Thursday, June 26, 2008

St. Augustine, Florida - Part Eleven

This beautiful park area is the historic Plaza de la Constitucion in the center of St. Augustine, Florida.

The plaza is the oldest public park in the United States and remains a center for activity in the historic city.

Spanish Royal Ordinances dating from 1573 specified that the permanent city of St. Augustine, founded only 8 years earlier, be designed around a central park or plaza.

The park was a center of activity in the city. It was the location of St. Augustine's market place and many important structures faced the plaza, including the home of the Spanish governors. As a result, citizens were enjoying shopping and other activities here decades before the first settlers set foot at either Jamestown, Virginia or Plymouth, Massachusetts.

A number of unique landmarks can be found in and around the plaza. So far as I know, it is the only location in the United States that boasts a monument to a foreign constitution. An oblisk in the center of the plaza memorializes Spain's Constitution of 1812. St. Augustine was still a Spanish capital at the time the constitution was adopted.

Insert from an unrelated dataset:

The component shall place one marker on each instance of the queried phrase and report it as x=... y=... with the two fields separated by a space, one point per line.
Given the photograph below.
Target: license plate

A public well dating from the 16th century can be seen here, as can four Civil War era cannons that once armed the Water Battery at the Castillo de San Marcos. The Plaza de la Constitucion is also the location of the city's historic open air market structure. The old market is located near the east end of the plaza. Tradition that it was a slave market, however, is not accurate. The current structure was built after the end of the Civil War.